ShortURL is a library for accessing ‘short url’ services like rubyurl.org.
Instiki-AR beta 1
Alexey Verkhovsky introduced the first beta of Instiki-AR, the wiki-software modified to use ActiveRecord (with a relational database) rather than the Madeleine object-persistence layer that plain Instiki uses.
“Unlike Instiki 0.10, this one is a normal Rails application, which means you can host it on Apache, no more ProxyPass and Madeleine madness.”
“Kudos are due to Rick Olson aka technoweenie for doing most of the initial porting effort.”
Alexandria 0.6.1
Laurent Sansonetti announced the 0.6.1 release of Alexandria:
Alexandria is a GNOME application to help you manage your book collection.
This ships a workaround for a Ruby 1.8.3 YAML bug and a modified data model (that still manages to be backwards compatible with previous versions).
Rant 0.4.6
Stefan Lang’s Rant build tool rolled over to version 0.4.6, with fixes for Ruby 1.8.3 and improved support for buildfiles in subdirectories.
Reiserfs for ruby initial announcement
Adam introduced ‘Reiserfs for Ruby’, a read-only implementation of the Reiser filesystem, written with the FuseFS user-space filesystem module.
LibIDN Ruby Bindings Release 0.0.1
Erik Abele released the first version of his bindings for the GNU LibIDN library, “an implementation of the Stringprep, Punycode and IDNA specifications defined by the IETF Internationalized Domain Names (IDN) working group.”
JRuby 0.8.2
Thomas E Enebo posted an update to JRuby, a Ruby interpreter written in Java.
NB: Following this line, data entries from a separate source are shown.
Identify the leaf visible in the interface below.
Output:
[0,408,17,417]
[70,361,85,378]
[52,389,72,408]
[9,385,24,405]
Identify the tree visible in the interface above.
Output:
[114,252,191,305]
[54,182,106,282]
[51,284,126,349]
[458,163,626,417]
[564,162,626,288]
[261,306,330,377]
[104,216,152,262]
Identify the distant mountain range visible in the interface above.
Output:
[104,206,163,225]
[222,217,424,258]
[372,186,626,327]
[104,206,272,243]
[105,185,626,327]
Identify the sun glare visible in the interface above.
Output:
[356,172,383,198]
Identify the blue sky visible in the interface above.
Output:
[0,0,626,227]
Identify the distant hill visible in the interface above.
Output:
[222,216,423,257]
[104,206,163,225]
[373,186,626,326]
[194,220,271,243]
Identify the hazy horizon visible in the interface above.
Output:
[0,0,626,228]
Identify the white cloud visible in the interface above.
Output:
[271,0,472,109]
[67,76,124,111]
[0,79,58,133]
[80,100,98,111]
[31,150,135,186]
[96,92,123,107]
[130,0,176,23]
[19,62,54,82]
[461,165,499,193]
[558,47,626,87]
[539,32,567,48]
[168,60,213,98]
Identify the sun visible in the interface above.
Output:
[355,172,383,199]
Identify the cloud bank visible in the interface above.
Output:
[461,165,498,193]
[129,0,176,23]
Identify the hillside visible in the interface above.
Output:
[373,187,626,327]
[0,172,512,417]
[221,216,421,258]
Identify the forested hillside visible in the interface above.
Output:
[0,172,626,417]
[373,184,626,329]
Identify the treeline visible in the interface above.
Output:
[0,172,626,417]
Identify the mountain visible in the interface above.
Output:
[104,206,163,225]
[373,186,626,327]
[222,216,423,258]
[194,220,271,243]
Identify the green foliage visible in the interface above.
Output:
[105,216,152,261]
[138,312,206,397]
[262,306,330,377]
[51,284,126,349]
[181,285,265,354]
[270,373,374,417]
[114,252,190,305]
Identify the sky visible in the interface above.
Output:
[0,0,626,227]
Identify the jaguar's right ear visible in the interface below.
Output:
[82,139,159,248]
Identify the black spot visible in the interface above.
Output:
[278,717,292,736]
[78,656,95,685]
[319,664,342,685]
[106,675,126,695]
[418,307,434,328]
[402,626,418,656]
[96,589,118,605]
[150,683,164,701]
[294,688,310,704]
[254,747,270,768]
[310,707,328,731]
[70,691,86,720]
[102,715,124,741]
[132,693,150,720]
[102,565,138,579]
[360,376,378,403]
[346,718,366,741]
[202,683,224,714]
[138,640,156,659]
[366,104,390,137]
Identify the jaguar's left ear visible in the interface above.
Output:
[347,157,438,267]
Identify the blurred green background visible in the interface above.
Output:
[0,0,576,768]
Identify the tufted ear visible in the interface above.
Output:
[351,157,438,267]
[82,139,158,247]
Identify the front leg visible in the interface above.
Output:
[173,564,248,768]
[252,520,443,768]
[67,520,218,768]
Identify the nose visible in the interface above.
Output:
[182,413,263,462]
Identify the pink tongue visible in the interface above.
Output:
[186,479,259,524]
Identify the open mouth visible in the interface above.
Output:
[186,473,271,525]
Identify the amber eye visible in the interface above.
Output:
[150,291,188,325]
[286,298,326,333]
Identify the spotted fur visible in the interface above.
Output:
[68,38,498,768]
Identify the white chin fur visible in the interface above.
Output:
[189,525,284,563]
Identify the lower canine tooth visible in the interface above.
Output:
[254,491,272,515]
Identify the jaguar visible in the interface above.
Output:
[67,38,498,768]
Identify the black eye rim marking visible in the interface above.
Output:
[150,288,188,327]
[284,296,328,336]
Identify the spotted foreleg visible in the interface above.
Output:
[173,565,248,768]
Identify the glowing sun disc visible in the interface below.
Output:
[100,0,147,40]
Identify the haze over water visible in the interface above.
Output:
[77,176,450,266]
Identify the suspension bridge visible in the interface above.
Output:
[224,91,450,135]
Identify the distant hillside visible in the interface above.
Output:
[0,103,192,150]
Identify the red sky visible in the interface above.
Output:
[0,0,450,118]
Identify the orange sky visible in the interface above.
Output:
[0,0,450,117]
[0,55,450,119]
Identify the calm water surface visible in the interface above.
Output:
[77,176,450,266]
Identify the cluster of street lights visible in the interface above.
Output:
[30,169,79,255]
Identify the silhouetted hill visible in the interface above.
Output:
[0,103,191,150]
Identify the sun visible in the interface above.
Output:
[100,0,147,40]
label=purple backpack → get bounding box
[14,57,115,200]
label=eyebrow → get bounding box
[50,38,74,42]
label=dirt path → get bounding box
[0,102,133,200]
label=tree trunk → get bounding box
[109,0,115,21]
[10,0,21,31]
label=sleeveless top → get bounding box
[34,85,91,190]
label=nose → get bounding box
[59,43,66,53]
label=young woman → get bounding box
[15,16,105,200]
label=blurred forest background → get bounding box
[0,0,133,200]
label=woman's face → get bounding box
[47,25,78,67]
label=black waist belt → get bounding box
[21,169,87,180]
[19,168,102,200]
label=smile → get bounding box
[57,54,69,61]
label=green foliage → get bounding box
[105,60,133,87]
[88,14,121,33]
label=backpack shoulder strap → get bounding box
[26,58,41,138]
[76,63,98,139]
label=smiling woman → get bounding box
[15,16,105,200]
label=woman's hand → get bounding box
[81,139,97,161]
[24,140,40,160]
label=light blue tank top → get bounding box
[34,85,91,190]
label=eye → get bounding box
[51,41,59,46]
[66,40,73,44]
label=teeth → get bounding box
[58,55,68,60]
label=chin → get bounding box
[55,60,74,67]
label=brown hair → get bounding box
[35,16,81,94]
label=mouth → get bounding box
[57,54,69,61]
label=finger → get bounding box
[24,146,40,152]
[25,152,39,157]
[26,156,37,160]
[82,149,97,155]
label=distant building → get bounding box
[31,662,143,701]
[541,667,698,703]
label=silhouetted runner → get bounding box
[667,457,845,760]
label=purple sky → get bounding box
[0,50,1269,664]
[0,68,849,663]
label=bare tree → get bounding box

The new version includes many fixes, and some refactoring.
MouseHole 1.2 -- rose-colored spectacles for the Web
why the lucky stiff, in his own inimitable style, released MouseHole 1.2:
MouseHole is a scriptable web proxy. Alter the Web with Ruby. Host your own little applications. Install scripts off the web as you surf. That kind of thing.
“My soup and my spoons thank you. And I eat soup with spoons, may that be enough thanks for the remainder of you.”